In a step to further prevent the likelihood of drunk driving, the National Highway Traffic Safety Administration (NHTSA) has created a prototype of an in-car drunk detection system that would prevent operation of a vehicle by a driver who is under the influence of alcohol. The name: DADSS, or Driver Alcohol Detection System for Safety. NHTSA has been working with automotive industry members to make the system a reality and recently presented before Congress and Mothers Against Drunk Driving (MADD) the prototype’s potentials for stopping drunk-driving accidents before they happen.

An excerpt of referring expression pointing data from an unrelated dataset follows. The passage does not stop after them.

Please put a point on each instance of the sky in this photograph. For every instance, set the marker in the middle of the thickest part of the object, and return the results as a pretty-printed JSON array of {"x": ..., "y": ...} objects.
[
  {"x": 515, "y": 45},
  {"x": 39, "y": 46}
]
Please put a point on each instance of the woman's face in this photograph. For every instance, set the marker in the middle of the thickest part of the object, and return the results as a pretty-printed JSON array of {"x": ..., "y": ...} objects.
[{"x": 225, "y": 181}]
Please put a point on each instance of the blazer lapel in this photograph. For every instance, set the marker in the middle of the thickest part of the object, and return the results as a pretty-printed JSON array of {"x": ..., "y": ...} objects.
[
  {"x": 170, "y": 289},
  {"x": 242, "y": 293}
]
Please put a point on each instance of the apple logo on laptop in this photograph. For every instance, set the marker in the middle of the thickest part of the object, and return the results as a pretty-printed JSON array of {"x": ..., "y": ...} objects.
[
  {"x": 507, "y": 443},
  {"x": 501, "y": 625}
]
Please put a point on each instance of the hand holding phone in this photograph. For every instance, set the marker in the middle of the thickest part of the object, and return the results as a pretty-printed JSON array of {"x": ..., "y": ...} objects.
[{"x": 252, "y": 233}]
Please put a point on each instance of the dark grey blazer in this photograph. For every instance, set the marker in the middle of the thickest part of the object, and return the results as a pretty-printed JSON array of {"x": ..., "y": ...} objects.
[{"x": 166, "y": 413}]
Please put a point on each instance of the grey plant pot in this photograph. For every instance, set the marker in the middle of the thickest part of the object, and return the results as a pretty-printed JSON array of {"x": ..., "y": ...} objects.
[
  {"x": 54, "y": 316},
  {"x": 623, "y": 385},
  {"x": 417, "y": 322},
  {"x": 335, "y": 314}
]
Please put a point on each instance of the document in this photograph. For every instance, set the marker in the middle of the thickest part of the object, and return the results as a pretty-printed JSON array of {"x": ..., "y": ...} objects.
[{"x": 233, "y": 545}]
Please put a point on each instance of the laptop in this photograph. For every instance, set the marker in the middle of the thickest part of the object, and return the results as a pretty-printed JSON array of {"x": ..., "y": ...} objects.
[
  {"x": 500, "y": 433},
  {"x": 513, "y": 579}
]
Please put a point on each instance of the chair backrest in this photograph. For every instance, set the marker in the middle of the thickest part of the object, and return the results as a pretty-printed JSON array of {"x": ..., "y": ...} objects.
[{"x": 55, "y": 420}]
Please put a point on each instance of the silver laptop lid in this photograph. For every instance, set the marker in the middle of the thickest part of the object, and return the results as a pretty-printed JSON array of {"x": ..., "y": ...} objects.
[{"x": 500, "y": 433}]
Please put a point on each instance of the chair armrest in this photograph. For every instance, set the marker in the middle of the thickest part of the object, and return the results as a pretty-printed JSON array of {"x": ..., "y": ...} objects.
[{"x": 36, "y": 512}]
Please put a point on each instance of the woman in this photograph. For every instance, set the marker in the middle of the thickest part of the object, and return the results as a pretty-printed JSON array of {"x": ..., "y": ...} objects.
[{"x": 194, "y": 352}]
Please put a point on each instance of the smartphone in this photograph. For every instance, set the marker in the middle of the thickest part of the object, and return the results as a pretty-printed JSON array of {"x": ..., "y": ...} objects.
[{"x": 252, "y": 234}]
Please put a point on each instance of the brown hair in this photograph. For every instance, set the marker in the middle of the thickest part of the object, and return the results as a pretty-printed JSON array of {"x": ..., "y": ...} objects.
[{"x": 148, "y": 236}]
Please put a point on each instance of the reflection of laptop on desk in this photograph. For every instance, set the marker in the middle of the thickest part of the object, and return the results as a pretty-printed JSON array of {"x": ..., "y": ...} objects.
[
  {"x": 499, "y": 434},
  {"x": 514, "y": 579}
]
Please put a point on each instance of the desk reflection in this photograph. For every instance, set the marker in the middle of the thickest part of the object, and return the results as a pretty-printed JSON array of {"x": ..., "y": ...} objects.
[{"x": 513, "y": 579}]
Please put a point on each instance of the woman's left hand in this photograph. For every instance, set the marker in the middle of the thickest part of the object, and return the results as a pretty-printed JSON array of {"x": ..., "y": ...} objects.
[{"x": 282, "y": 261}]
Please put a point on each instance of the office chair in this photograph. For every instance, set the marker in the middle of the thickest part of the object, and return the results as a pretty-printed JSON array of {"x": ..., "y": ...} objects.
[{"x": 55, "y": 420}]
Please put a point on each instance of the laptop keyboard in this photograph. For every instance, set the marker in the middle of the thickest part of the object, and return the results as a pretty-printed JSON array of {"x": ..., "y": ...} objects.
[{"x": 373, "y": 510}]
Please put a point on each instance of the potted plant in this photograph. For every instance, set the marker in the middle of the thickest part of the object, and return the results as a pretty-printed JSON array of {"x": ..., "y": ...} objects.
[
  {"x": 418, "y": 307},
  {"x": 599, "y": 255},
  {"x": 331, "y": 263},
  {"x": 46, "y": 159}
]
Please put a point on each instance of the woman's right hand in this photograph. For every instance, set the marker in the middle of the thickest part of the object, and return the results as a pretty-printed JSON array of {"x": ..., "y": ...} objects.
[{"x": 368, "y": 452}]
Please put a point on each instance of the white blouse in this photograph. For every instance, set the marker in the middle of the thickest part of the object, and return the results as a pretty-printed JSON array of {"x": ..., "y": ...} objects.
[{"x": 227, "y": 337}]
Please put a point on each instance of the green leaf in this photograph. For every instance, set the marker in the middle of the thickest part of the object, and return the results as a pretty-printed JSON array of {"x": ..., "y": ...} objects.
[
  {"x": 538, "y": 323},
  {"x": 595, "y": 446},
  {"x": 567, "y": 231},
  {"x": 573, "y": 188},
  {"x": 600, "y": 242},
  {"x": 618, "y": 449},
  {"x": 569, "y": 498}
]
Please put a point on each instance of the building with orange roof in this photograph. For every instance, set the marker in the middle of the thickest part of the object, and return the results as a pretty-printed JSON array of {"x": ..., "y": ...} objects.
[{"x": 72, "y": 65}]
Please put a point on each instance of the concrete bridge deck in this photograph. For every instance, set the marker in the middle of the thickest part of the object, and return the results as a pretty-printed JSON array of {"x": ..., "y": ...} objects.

So how exactly does the system work? There are two ways, actually. The first method involves a touch-based mechanism. Drivers would simply touch the steering wheel as per usual, and a built-in touch detector centered around the steering wheel would use an infrared scanner to analyze the topmost layer of the driver’s skin. This scanner would then report the chemical concentration of alcohol in the driver’s body back to the car. If the blood alcohol concentration (BAC) is above the legal 0.8-percent blood-alcohol level, the car won’t start.
The second method makes use of a breath-based mechanism. The breath-based system is, of course, more hands off, and it wouldn’t require a deep inhale and exhale into a tube. Rather, the system would be more of an ultra-sensitive breathalyzer that makes use of an infrared beam of light to gather data on the driver’s BAC level. The gathered data passes through a different series of protocols to report the final BAC level to the car, but the concept is very much the same: a BAC of 0.8 percent or more, and the car won’t start.
Both systems are designed to be as unobtrusive as possible, putting them a step above cars with built-in breathalyzers.
The touch-based in-car drunk detection system is currently being developed by Swedish automotive supplier Autoliv, while the breath-based system is being developed by Japanese supplier Takata. Looking into the future, it looks as though these systems won’t be available for cars for at least another five years. NHTSA has outlined a five-year testing period for the DADDS system, after which it plans to send them over to the market as soon as possible. Still for NHTSA to sort out: whether these systems would be an infringement to personal freedom, and the still-very real possibility of the system producing a false reading.